Comprehensive Training Framework:
- Combines initial extensive pre-training with multi-objective optimization techniques, including supervised fine-tuning, direct preference optimization (DPO), and iterative self-play tuning, all aimed at refining the model’s output quality.

Evaluation and Results

ReaderLM-v2 demonstrates substantial improvements in structured content extraction tasks compared to other models. Specifically, it outperforms GPT-4 and other larger models by approximately 15-20% on benchmarks exceeding 100K tokens. Key metrics used in this evaluation include Rouge-L, Levenshtein Distance, and Jaro-Winkler Similarity. The results underline that despite its smaller size, ReaderLM-v2 maintains or exceeds the performance of proprietary models, a feat attributable to its finely-tuned architecture and training strategy.

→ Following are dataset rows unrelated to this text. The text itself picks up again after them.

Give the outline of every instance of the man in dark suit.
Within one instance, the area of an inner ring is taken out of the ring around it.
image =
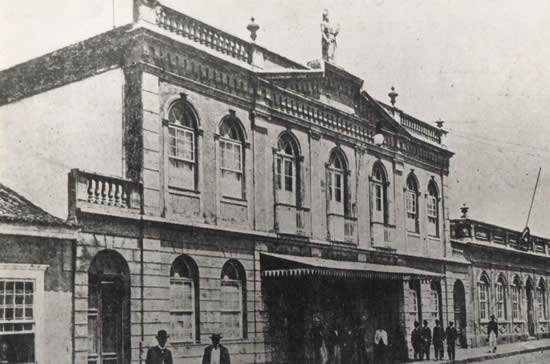
[[[422,357],[422,337],[420,334],[420,323],[414,322],[414,329],[411,334],[411,343],[414,350],[414,360],[419,360]]]
[[[222,336],[220,334],[212,334],[212,345],[208,345],[204,349],[204,355],[202,356],[202,364],[231,364],[229,358],[229,351],[225,346],[220,344]]]
[[[432,330],[428,327],[428,321],[424,320],[424,327],[420,331],[420,337],[422,338],[422,355],[420,360],[430,360],[430,347],[432,346]]]
[[[435,327],[434,327],[434,333],[433,333],[435,360],[443,360],[444,336],[445,336],[445,333],[443,331],[443,328],[439,324],[439,320],[435,320]]]
[[[445,338],[447,339],[447,354],[449,354],[449,360],[455,360],[455,343],[458,333],[456,328],[453,326],[453,322],[449,321],[449,327],[445,331]]]
[[[145,364],[173,364],[172,353],[166,349],[166,341],[168,341],[166,330],[159,330],[155,337],[159,344],[147,351]]]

Implications and Future Directions

This research exemplifies the potential of highly specialized LLMs to efficiently address complex, large-context data processing tasks. The success of ReaderLM-v2 suggests that smaller models, when rigorously optimized, can deliver competitive accuracy without the computational overhead associated with larger models.

Looking forward, advancements could focus on expanding ReaderLM-v2's capabilities to other structured data formats and modalities while continuing to ensure computational efficiency. Furthermore, the model's public availability on Hugging Face opens avenues for further exploration and integration in various applications requiring structured data extraction from web content, particularly in industries reliant on document processing and knowledge management.

The introduction of ReaderLM-v2 represents an important contribution to the field of natural language processing and structured data extraction, showcasing the effective use of compact models in achieving high-performance results with efficient resource utilization.